CREATe Fellow in Cultural Economics, Prof. Ruth Towse, has recently been made a Distinguished Fellow of the ACEI (Association for Cultural Economics International).
Widely regarded as the forerunner to establish the field of cultural economics, Prof. Towse has had an illustrious career for over 30 years in this area of study. Her authored and edited books have helped to define the field of the economics of art and culture as a serious area for specialist research and teaching in theoretical and applied economics. Through her role as a CREATe Fellow, Prof. Towse currently leads research on copyright and business models in music publishing. Incorporating both qualitative and quantitative methods of legal and economic analysis, her research provides an historical perspective on the economics of music publishing.
Prof. Ruth Towse took her first degree at the University of Reading in 1964 followed by an MSc (Econ) at the London School of Economics. Her PhD, in 2000, from Erasmus University in Rotterdam, was in ‘Creativity, Incentive and Reward: An Economic Analysis of Copyright and Culture in the Information Age’. This consolidated her interests in intellectual property and the digital economy, interests that still occupy much of her time today. Her early academic career included appointments at Middlesex University, City University in London, and the University of Exeter. With her husband Mark Blaug she moved to the Netherlands in 1999 to join the staff at Erasmus University, where she stayed for almost ten years. She returned to England in 2007, taking up her present position as Professor of Economics of Creative Industries in the Centre for Intellectual Property Management and Policy at Bournemouth University.

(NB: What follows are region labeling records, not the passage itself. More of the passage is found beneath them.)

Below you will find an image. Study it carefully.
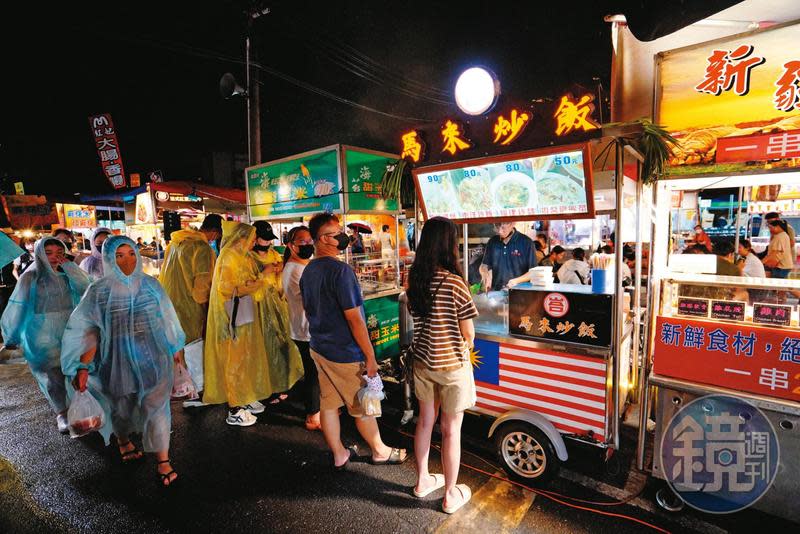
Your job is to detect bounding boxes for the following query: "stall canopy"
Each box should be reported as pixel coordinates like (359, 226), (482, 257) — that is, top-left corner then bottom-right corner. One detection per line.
(81, 181), (246, 217)
(615, 0), (741, 41)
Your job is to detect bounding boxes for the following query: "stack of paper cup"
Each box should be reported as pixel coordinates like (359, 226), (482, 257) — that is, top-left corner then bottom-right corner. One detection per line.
(530, 265), (553, 286)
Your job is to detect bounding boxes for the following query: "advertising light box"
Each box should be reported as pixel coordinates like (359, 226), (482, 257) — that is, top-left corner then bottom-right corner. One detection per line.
(414, 144), (594, 222)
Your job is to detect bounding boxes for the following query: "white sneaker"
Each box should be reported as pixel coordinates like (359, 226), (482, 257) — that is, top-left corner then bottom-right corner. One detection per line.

Prof. Towse started publishing in the early 1990s and together with Abdul Khakee edited one of the first collections of research papers in the field in 1992. In the following year she wrote a book on the economics of the singing profession (based on the detailed knowledge of singing gained through her early training as a singer). Her 1997 two-volume collection of papers published in cultural economics up until the mid-1990s still stands as a major source of the early literature in this field. In more recent times she has continued her publishing trajectory with books that have become standard reference works, including her Handbook of Cultural Economics (2003 and 2011), her Textbook of Cultural Economics (2010) and Advanced Introduction to Cultural Economics (2014).